# Soap mold?



## weisemaries

Has anyone ever used a pampered chef bread tube for a soap mold? I found a website that said they were made out of tinned steel. Would the lye react negatively with them? Does anyone have any idea? I just found a couple for $0.99 each at Goodwill and thought they would make fun shapes.


----------



## MullersLaneFarm

You don't want to use any metal except stainless steel for CP soaps.

They should work well for Melt & Pour soaps.


----------



## Peggy

I used a alum. pan when I first started making soap (only pan I had) it lasted through two batches of soap.


----------



## weisemaries

Thanks for the replies...
When the lye reacts is it melting or fumes? What is it that occurs?
Would they work if I lined them with freezer paper or something like that?


----------



## Tinker

Not sure what the Pampered Chef ones are like, but I got some at a craft store that were made for M&P. I lined them with freezer paper. It worked pretty good for the heart shaped one, but for the flower shaped one, soap got down behind the paper---I could NOT get it out of the mold. Waited several months, thinking it would shrink up, and I would be able to pull it out, but that still didn't work, & hubby had to cut the mold at the seam to get the soap out. 

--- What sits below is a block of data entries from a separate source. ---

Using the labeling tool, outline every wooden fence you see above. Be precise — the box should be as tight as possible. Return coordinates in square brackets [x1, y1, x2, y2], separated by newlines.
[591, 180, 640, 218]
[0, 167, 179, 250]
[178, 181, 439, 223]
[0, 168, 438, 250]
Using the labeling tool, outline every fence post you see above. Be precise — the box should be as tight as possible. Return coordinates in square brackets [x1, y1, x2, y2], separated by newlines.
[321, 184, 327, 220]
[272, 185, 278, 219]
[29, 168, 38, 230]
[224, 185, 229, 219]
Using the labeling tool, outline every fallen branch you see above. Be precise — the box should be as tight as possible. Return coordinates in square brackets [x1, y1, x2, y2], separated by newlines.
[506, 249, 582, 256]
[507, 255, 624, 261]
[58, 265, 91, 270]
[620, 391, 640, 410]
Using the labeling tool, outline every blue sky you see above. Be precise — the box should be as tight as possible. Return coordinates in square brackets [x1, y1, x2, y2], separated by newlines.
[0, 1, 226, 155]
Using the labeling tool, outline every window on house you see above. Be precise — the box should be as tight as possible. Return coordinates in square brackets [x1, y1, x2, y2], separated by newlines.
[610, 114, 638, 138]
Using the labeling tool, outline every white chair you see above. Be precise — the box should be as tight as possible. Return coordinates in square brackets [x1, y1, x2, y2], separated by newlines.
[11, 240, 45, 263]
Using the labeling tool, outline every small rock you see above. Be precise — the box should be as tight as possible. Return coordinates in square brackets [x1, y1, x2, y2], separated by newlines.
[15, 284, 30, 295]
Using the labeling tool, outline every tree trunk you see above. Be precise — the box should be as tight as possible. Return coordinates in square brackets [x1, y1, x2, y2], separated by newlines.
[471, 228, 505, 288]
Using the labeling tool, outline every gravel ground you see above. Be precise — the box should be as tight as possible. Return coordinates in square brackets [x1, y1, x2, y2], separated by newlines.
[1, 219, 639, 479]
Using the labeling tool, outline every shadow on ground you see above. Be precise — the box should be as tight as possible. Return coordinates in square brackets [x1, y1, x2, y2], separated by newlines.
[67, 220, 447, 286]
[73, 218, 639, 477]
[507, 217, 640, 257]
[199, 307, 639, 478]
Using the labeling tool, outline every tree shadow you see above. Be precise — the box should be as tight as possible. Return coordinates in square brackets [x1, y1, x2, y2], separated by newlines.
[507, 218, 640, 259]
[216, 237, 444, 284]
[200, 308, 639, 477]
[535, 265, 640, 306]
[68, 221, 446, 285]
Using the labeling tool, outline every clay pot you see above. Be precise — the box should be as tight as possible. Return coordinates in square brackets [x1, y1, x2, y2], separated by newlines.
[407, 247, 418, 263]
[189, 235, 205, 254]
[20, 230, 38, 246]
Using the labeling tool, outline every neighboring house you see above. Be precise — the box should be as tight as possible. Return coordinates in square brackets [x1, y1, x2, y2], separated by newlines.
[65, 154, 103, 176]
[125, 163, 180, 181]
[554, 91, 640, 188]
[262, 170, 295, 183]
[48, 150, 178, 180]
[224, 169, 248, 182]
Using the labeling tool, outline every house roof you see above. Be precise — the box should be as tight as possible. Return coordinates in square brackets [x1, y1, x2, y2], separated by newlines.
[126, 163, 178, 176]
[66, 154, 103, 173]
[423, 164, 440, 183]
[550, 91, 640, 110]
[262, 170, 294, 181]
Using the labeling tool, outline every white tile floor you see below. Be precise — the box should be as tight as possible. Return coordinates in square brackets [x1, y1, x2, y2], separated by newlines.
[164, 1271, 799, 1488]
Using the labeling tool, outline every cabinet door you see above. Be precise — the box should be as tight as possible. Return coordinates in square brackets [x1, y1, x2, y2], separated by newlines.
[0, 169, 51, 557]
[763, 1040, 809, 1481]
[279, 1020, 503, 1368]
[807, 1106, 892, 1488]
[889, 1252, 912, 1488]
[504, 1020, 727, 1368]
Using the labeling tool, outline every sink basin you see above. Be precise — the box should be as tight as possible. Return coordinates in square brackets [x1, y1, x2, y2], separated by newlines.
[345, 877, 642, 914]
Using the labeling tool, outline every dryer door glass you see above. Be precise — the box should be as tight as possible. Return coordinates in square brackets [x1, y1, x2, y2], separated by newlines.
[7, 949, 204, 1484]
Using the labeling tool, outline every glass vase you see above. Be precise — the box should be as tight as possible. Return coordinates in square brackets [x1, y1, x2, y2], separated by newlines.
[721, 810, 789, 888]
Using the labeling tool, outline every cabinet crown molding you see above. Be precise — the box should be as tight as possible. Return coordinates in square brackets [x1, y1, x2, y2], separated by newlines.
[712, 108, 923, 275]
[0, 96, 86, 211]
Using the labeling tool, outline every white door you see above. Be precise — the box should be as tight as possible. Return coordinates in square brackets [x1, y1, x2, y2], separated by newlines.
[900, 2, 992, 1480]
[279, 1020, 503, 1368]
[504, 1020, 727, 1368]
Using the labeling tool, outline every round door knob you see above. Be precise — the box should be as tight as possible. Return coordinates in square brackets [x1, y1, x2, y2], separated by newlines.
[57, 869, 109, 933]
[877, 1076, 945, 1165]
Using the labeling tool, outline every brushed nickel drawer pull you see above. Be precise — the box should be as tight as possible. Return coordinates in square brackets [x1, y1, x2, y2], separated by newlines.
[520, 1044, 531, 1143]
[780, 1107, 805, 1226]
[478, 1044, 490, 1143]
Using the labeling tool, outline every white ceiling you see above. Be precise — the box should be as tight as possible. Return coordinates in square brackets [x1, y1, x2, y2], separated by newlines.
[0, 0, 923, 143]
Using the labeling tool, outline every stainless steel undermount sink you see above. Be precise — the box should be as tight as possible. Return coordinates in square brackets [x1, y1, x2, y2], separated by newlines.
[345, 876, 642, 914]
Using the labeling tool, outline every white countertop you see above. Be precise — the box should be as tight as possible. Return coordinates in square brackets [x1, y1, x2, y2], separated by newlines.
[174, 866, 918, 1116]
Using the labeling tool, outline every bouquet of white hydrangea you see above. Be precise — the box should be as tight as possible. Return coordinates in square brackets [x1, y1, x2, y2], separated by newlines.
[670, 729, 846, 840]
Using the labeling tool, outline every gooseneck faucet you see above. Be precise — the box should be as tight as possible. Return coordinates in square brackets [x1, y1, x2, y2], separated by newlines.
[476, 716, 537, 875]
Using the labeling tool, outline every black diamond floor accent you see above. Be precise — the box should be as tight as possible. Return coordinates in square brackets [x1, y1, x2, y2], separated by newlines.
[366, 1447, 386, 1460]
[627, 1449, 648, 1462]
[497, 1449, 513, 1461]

As far as what it does, it eats through the metal (well not completely with one use, but you can see discoloration, and feel a difference in the surface), and your soap will be discolored. All in all, not a pretty site, and not worth the bother of trying to trim it up, as you destroy the original pretty shape.

If you want to try making shapes with CP or HP, you can try the silicone cupcake/ice cube type molds--you can usually get them at the Dollars store. If you spray them, it is USUALLY pretty easy to just pop them out. This is not always true if the detail is pretty intricate. I have not had much luck with snowflakes, as the tips usually break off.


----------



## Bettacreek

Aluminum, raw soap batter can most certainly eat through it in one use. I've lined metal pans when I was first starting out. Turned out it had aluminum in it and the lining leaked. It was the first and last time that mold was used, because it ate right through the mold and had toxic fumes in the kitchen. You should be able to find some nice plastic/silicone molds for dirt cheap at the dollar tree or thrift stores. I wouldn't even attempt any kind of metal for a mold anymore.


----------



## PaulNKS

You can use PVC sewer pipe for round molds or just use cardboard lined with plastic.


----------



## sss3

This may not be what you want; but, a long time ago I read to use juice concentrate containers for molds. Just push soap thru when ready and cut. I'm not a soap maker; but thought it might be useful.


----------



## lathermaker

Do NOT use any metal mold other than Stainless Steel with cold process soap.. The raw soap will eat through the tin, releasing toxic fumes. The mold will be destroyed and the soap ruined. I would never use soap that has been in contact with this type of metal. It would be contaminated with whatever comes off that metal when in contact with the lye.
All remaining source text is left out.